要約

One of the requirements for setting up Bitbucket Mirrors or Mirror Farms is that both the primary instance and the mirror should support HTTPS and have valid, non-expired SSL certificates.

It is recommended that they use certificates signed by a publicly-trusted Certification Authority (CA) instead of a self-signed certificates because this will make the mirror installation steps simpler and less prone to errors.

When a self-signed certificate is used, the certificate needs to be exported from the primary instance and imported into the Java truststore of the mirror.

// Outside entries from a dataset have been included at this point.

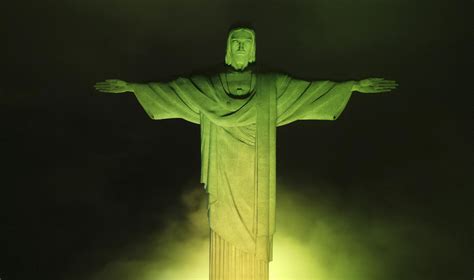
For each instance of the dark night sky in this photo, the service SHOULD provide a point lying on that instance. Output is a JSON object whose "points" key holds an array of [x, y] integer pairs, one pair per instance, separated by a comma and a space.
{"points": [[85, 174]]}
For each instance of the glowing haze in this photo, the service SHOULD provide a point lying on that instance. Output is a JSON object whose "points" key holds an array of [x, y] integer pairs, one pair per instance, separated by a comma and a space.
{"points": [[316, 239]]}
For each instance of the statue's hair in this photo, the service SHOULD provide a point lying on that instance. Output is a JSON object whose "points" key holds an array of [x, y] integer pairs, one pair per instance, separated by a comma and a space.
{"points": [[228, 55]]}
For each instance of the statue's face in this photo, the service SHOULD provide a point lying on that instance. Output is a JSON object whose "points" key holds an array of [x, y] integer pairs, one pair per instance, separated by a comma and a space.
{"points": [[241, 43]]}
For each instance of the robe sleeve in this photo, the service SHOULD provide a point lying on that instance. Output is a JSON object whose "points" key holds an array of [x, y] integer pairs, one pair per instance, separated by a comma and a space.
{"points": [[304, 100], [180, 98]]}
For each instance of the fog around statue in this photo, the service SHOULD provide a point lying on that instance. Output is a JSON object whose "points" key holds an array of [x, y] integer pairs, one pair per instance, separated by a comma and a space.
{"points": [[238, 111]]}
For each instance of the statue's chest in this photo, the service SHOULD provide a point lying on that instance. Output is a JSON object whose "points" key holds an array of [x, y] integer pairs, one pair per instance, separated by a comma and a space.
{"points": [[239, 84]]}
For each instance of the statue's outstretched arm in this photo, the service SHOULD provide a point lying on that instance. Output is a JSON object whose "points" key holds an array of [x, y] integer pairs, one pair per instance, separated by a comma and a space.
{"points": [[374, 85], [114, 86]]}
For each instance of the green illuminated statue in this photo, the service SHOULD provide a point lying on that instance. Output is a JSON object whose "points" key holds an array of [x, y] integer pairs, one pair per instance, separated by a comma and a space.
{"points": [[238, 111]]}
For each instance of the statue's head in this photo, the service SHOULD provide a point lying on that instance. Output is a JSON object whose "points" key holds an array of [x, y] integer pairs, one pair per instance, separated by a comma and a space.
{"points": [[240, 48]]}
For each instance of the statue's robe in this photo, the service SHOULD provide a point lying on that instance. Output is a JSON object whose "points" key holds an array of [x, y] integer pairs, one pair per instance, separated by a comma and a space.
{"points": [[238, 154]]}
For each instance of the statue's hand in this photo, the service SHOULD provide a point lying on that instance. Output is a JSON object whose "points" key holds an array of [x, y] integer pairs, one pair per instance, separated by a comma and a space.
{"points": [[374, 85], [113, 86]]}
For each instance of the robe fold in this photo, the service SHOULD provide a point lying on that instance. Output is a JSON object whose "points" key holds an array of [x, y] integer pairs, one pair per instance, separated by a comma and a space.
{"points": [[238, 143]]}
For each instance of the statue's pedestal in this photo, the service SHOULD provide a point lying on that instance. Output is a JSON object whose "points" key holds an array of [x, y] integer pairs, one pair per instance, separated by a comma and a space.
{"points": [[229, 263]]}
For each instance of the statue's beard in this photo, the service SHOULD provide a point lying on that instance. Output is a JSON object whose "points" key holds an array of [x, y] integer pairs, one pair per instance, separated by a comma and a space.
{"points": [[240, 63]]}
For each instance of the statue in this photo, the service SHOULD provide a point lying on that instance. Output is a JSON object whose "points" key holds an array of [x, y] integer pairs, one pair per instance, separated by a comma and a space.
{"points": [[238, 111]]}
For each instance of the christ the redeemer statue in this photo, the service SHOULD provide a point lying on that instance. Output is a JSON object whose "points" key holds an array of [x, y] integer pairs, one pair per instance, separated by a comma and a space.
{"points": [[238, 111]]}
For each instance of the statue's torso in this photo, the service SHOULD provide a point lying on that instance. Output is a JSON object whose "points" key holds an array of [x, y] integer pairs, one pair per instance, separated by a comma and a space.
{"points": [[239, 84]]}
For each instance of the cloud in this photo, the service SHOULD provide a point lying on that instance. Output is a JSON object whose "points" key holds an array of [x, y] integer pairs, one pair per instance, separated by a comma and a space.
{"points": [[318, 237]]}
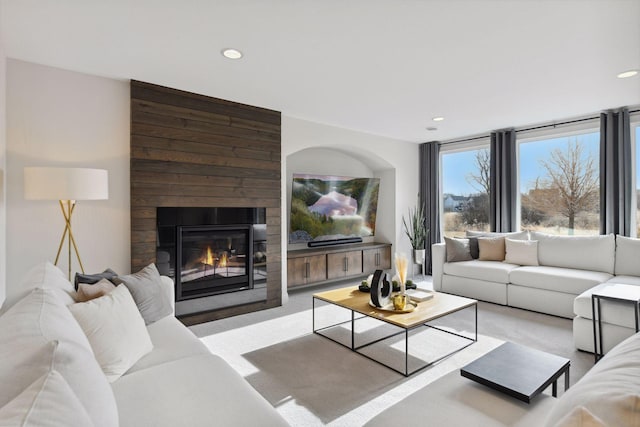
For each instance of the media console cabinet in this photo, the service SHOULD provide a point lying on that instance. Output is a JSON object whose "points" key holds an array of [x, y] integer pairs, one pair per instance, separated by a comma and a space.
{"points": [[331, 263]]}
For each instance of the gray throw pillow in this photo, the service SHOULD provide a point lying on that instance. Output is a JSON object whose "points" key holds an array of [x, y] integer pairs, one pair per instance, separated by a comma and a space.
{"points": [[457, 249], [91, 279], [473, 247], [145, 287]]}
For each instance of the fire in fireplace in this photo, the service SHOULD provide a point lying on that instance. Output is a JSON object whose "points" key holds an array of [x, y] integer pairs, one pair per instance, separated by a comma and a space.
{"points": [[214, 259], [212, 253]]}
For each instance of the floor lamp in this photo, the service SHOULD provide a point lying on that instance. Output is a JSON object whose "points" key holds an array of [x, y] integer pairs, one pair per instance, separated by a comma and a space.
{"points": [[67, 185]]}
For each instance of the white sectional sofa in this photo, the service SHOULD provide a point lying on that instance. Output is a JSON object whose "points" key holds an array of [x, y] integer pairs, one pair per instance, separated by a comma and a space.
{"points": [[57, 368], [559, 281]]}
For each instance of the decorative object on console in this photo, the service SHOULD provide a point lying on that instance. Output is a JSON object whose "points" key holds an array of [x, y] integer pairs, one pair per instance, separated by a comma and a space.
{"points": [[67, 185]]}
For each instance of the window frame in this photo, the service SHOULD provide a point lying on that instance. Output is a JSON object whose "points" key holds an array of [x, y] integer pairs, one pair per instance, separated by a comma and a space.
{"points": [[544, 134], [477, 143]]}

In the same manner, if a self-signed certificate is used on the mirror, it also needs to be exported from the mirror and imported into the truststore of the primary instance.

If CA-signed certificates are used, the additional steps above will not be required.

In addition, if the self-signed certificates were imported into the default truststore location, e.g. $JAVA_HOME/lib/security/cacerts and the Java installation used by the application is updated, the self-signed certificates would need to be reimported.

環境

Bitbucket Data Center with Mirrors or Mirror Farms

ソリューション

If it is not possible to use certificates signed by a publicly-trusted CA, the general procedures would be to export the self-signed certificate from the Primary Data Center and import it into the truststore of the mirror, and vice versa.

For more detailed procedures, refer to the link: How to import a public SSL certificate into a JVM.

Note that if the Data Center instance is clustered, the mirror's certificate needs to be imported into the truststore of each primary Data Center node.

Correspondingly, if the mirror is a farm with multiple nodes, the primary instance's certificate needs to be imported into the truststore of each mirror farm node.